With a new chief financial officer on board -- Simon Scholtz started in March -- the hospital plans to be more aggressive in pursuing past due accounts. That includes sending late-bill notifications sooner and more often, and working with insurance companies to resolve confusion over covered treatments. Meyer didn't have an estimate on how much the hospital could benefit from the efforts.

Meyer said the actual bad debt hasn't doubled, but that the hospital did an extensive search of accounts and has classified many more as bad debt.

"It was felt those hadn't been allocated as an expense before, but it was necessary to do that this year," Meyer said. "When you reserve an amount for bad debt, many times it's an estimated amount that comes from a thorough, comprehensive review of the accounts out there. As a result of problems this organization has experienced in our collection efforts over the years, this is a time where we're saying, 'Whoa, let's catch up.' We want the accounts on our books to accurately reflect that."

Auditors with Baird, Kurtz & Dobson also pointed to three other significant factors affecting the declining 1998 operating income: salary increases, charity care and the federal Balanced Budget Act.

Salaries, which accounted for about half of the hospital's $57.8 million in operating expenses last year, increased $3.19 million. Meyer said increased hospital visits, most notably in the radiology and emergency departments, as well as additional manpower in the Management Information Systems to prepare for the "Y2K" computer, necessitated new hires.

Charity care in 1998 grew to $962,000, an increase of 161 percent over the prior year. Charity care refers to procedures for patients who meet federally set poverty guidelines and who can't pay for needed medical care.
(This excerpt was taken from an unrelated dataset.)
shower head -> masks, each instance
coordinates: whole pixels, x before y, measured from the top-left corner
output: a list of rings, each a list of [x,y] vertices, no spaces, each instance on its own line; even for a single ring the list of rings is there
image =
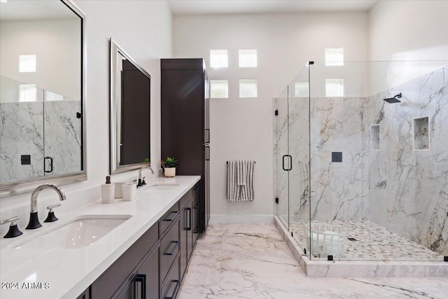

By law, the hospital is required to accept patients regardless of ability to pay.

Bad debt and charity care are different in that bad debtors usually can pay, but don't, Meyer said.

The Balanced Budget Act of 1997 marks the most significant change to Medicare since the system was created in 1966, said auditor Phil Brummel.

Congress passed the act to cut the federal budget over a period of five years, and it includes $116 billion in Medicare cuts over the next five years.

Meyer said the effect on LMH alone is estimated at $4.7 million -- of which $750,000 came from the 1998 budget.

Meyer said next year's cuts will be bigger, because Medicare reimbursements for the Skilled Nursing Facility and outpatient rehabilitation services also will shrink.

Despite the shortfalls, the hospital saw an increase of 7.7 percent in patient days and an increase from $49.41 million to $54.98 million in net patient service revenue. Meyer said those increases are unusual.

"As CEO of the hospital, I'm very sensitive to any kind of loss that occurs, as well I should be," Meyer said. "But I believe you'll see in this year's financial statements a truer indication of our bad debt and charity care expenses."